The study, which used the yellow fever vaccine (YF-17D) as a model, is available in the online edition of Nature Immunology and represents a long awaited step forward in vaccine immunology and predictive health.
YF-17D is one of the most successful vaccines ever developed and has been administered to nearly half a billion people over the last 70 years.
"A single shot of the vaccine induces immunity in many people for nearly 30 years,” says Bali Pulendran, PhD, lead Yerkes researcher of the study and professor in the Department of Pathology and Laboratory Medicine at Emory University School of Medicine. “Despite the great success of the yellow fever vaccine, little has been known about the immunological mechanisms that make it effective,” he continues.
Pulendran’s team, including graduate student Troy Querec, PhD, in collaboration with Rafi Ahmed, PhD, director of the Emory Vaccine Center, Eva Lee, PhD, director of the Center for Operations Research in Medicine and Healthcare at Georgia Institute of Technology and Alan Aderem, PhD, Institute for Systems Biology in Seattle, sought to determine what makes such a vaccine effective so researchers can design new vaccines against global pandemics and emerging infections that repeat the success of this model vaccine.
The researchers used YF-17D to predict the body’s ability shortly after immunization to stimulate a strong and enduring immunity. Researchers vaccinated 15 healthy individuals with YF-17D and studied the T cell and antibody responses in their blood. There was a striking variation in these responses between individuals. Analysis of gene expression patterns in white blood cells revealed in the majority of the individuals the vaccine induced a network of genes involved in the early innate immune response against viruses.
A major challenge in the study involved the identification of discriminatory gene signatures—among over 50,000 genes—that can predict the responses of T cells and antibodies. Lee has developed powerful modeling, computational feature selection and predictive tools that overcome shortcomings of existing techniques, which often have limited ability to handle data sets involving heterogeneous, large-scale, ill-separated and mixed biological and medical data. Her approach offers a very robust classification framework that effectively handles such data sets and derives a classifier that often provides higher prediction accuracy and lower misclassification errors than classifiers derived from other methods.

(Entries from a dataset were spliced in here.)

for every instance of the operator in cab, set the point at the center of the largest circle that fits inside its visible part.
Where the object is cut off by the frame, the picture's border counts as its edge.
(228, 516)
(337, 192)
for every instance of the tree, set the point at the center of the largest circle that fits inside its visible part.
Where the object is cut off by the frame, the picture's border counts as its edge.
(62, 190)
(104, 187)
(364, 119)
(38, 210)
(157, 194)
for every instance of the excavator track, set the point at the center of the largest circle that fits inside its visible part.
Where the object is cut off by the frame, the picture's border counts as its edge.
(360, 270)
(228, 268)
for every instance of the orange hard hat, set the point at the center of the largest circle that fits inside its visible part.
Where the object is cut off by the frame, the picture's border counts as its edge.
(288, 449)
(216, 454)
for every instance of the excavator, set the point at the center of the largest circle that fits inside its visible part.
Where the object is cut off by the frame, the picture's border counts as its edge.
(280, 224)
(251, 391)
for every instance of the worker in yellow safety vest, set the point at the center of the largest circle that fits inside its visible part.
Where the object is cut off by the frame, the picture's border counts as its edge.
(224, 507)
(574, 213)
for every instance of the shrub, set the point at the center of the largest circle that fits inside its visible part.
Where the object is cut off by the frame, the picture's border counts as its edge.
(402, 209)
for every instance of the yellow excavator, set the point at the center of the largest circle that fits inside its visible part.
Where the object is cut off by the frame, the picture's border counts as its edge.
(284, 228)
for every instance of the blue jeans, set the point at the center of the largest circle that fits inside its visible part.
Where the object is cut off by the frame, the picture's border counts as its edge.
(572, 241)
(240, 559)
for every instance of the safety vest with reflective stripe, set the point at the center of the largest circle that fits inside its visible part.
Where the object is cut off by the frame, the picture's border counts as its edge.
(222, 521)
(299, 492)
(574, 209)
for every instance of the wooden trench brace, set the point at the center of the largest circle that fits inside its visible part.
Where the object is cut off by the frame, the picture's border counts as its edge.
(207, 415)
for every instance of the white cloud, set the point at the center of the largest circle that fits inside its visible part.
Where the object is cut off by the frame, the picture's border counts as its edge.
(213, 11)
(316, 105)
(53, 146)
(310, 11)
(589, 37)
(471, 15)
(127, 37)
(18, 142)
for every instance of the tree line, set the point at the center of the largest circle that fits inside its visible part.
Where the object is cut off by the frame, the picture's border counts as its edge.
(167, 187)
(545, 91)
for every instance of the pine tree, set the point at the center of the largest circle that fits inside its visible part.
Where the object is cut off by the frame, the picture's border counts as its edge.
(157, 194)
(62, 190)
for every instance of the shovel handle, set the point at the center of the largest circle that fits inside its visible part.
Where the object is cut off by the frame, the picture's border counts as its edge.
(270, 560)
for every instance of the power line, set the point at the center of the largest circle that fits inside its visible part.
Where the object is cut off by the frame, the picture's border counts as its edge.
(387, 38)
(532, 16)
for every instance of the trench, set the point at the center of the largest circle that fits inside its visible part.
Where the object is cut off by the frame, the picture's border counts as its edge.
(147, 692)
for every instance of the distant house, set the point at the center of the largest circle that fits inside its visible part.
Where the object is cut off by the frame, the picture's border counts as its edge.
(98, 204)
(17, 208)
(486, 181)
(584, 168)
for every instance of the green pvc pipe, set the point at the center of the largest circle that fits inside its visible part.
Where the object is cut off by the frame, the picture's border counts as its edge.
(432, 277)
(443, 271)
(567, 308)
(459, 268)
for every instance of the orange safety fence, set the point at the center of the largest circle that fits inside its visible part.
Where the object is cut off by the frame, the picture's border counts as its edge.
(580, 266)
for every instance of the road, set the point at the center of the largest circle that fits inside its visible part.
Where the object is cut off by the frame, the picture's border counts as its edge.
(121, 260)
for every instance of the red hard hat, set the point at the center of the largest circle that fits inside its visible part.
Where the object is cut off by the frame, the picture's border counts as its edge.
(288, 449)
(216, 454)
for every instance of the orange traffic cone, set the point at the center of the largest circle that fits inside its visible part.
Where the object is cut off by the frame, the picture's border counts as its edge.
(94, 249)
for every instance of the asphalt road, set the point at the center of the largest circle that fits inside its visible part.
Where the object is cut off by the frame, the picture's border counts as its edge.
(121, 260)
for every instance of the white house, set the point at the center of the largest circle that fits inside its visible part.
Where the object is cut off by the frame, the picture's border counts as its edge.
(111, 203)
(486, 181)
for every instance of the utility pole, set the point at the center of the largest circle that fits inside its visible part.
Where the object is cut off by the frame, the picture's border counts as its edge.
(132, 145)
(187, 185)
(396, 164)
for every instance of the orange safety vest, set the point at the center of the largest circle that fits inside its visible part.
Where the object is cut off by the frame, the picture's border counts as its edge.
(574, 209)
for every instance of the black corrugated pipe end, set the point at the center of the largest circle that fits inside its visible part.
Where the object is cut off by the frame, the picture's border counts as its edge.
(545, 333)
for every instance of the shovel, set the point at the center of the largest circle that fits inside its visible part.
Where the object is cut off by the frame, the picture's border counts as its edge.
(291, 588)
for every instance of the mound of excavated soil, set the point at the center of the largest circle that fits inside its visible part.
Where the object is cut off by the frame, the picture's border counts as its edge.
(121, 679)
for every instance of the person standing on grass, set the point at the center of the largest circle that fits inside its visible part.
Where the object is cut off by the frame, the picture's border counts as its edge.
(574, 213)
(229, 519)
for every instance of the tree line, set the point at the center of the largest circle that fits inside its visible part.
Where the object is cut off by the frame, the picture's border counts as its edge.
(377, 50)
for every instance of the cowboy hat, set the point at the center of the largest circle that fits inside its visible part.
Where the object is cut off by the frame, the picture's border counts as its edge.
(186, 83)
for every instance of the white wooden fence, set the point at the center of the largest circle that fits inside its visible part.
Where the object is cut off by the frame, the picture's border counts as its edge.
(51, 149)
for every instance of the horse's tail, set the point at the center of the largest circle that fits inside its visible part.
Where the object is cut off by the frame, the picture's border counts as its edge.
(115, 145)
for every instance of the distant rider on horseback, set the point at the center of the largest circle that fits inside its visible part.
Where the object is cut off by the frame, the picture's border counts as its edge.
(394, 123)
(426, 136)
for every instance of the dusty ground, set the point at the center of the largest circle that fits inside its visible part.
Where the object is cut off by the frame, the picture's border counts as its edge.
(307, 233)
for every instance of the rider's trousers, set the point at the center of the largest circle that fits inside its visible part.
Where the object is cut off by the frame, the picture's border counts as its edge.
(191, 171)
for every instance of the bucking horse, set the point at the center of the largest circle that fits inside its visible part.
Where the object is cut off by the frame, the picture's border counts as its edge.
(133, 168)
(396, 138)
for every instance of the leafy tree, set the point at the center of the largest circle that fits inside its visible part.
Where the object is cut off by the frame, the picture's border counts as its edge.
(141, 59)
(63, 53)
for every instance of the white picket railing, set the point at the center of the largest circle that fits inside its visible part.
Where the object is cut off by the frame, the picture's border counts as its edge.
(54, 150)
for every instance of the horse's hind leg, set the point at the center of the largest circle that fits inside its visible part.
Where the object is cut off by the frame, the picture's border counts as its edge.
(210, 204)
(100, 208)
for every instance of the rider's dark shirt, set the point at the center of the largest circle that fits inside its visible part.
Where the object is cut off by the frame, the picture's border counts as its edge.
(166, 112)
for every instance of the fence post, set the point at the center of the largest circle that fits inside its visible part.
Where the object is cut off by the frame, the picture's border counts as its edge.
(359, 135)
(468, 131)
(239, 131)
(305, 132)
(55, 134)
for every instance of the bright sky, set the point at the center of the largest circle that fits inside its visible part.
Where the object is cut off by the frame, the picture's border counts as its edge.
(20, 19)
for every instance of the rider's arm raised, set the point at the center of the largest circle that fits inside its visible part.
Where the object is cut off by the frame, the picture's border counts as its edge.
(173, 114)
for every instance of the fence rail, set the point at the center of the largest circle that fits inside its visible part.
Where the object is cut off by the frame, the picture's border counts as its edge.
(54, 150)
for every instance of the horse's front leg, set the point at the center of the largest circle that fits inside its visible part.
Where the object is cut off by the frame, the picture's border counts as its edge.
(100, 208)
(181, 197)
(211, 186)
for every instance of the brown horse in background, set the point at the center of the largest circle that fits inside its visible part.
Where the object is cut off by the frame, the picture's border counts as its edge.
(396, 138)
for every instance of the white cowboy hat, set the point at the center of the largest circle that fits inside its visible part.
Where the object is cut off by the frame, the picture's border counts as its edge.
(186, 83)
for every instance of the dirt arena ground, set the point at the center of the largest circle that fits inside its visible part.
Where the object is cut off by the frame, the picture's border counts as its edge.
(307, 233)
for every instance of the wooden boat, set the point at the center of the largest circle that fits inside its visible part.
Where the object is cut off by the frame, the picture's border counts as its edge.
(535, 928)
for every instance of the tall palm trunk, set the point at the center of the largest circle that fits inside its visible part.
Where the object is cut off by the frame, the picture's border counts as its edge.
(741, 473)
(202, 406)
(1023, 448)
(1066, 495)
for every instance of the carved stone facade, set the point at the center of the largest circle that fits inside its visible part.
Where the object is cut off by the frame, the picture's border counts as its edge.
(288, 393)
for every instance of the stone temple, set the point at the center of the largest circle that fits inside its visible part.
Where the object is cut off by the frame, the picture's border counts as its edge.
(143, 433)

"Using such a bioinformatics approach, we were able to identify distinct gene signatures that correlated with the T cell response and the antibody response induced by the vaccine,” says Pulendran. “To determine whether these gene signatures could predict immune response, we vaccinated a second group of individuals and were able to predict with up to 90 percent accuracy which of the vaccinated individuals would develop a strong T or B cell immunity to yellow fever,” continues Pulendran.
Pulendran and his colleagues are now working to determine whether this approach can be used to predict the effectiveness of other vaccines, including flu vaccines. The ability to successfully predict the immunity and effectiveness of vaccines would facilitate the rapid evaluation of new and emerging vaccines, and the identification of individuals who are unlikely to be protected by a vaccine.
"This type of research is essential to answer fundamental questions that can lead to better vaccinations and prevention of disease. Yerkes, as one of only eight National Institutes of Health–designated national primate research centers, is uniquely positioned to carry out such diverse research,” says Stuart Zola, PhD, director, Yerkes Research Center.
Funding for the study was provided in part by the National Institute of Allergy and Infectious Diseases (NIAID) at the National Institutes of Health (NIH), as part of the U19 Cooperative Centers for Translational Research on Human Immunology and Biodefense. Dr. Lee’s research is supported partially by the National Science Foundation, and the National Center for Research Resources at the National Institutes of Health, as part of the U54 Clinical and Translational Science Awards.